Orphan works are a universal challenge where finding copyright owners after a realistic good faith search are unfounded. This type of copyrighted work could be considered an orphaned work. A pending Act and study by the US Copyright Office may limit the copyright owners in demanding only reasonable reimbursement at a later date, so long as the work utilized has provided attribution.
In addition to not being able to find a copyright owner, other challenges may include no reply from the permission request, a cost-prohibitive copyright fee, or the copyright owner refusing permission. When this occurs, returning to a fair use analysis may guide you on what to do. Other options include replacing the work with an alternative work, using a smaller portion of the work, or conducting a risk-benefit analysis with legal counsel.[ii] Most individuals want to do the right thing.
Outside of instructional use in education, there are many other instances where one may need to obtain copyright permission to recopy resources for republication or initial use for other books, journal articles, or online publishing, e.g. blogs and wikis.
Below are general instructions for scholars, researchers, and commercial authors on how to obtain permission from the publishers of others’ resources. These are basic guidelines and should not be considered legal advice, only general tips on how to follow-up with publishers and/or authors for permission to use their works in your newly created works.
If you are reprinting content from your own original works previously published, you might also need to ask for permission to re-use your works if you signed a publishing contract agreement when submitting your content for some works, such as journal articles or book chapters. Depending on what the contracts state and what you may have arranged, you may not need permission for your re-use of your own work(s) for new publishing. However, this is often not the case, but it is good to review the contracts signed when these works were published. Once you determine what the previous publisher contact agreements state, and if you signed over all of your copyright exclusive rights, then, yes, permission is needed from those works.
Columbia University Libraries' Copyright Advisory Office provides Model Permission Letters to use for when permission is required. The format of these letters are ideal for you to use for an email or letter sent to the publisher for permission. Do NOT rely on any verbal telephone or text messages from a publisher. Emails, facsimiles, or traditional letters are best to document any permission. Also, be prepared to pay for some permission, especially for posting excerpt or complete document content on a public viewed web resource, such as blogs and wikis.

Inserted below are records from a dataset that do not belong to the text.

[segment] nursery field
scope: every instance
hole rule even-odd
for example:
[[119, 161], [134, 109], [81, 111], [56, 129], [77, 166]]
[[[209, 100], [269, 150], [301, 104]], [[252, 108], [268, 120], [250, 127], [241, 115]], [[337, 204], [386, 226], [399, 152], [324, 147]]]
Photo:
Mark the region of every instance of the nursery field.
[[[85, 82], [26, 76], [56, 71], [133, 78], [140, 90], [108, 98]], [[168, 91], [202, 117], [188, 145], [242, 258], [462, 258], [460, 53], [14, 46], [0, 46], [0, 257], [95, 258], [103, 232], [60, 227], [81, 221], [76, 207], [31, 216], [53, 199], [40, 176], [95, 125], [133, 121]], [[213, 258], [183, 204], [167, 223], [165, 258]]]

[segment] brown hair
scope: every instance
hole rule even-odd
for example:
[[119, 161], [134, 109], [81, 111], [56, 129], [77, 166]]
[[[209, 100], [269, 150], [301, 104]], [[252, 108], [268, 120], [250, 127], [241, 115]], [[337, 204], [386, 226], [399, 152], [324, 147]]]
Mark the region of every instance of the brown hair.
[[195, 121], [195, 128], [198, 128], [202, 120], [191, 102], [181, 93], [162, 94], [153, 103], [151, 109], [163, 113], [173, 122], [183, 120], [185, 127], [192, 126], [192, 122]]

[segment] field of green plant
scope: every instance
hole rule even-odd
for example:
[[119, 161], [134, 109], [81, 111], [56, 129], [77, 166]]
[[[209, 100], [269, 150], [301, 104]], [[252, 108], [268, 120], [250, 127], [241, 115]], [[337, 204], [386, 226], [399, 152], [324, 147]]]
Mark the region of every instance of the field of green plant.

You will need to research for the permission contacts from each publisher (or author) of any work you plan to copy and use within your new work. Many publishers provide a copyright permissions page for such requests. For others you may need to perform a web search (e.g. Google or Bing) for “permission,” “copyright,” and the name of the publisher. Often these publishers provide online permission templates too. If this is the case, print out a screen shot before clicking any submit button with your permission request.
[i] Richard Stim, Getting Permission: How to License & Clear Copyrighted Materials Online & Off, (Berkeley, CA: Nolo, 2004). Stim’s book also provides ideas on how to write letters to contact an author/publisher.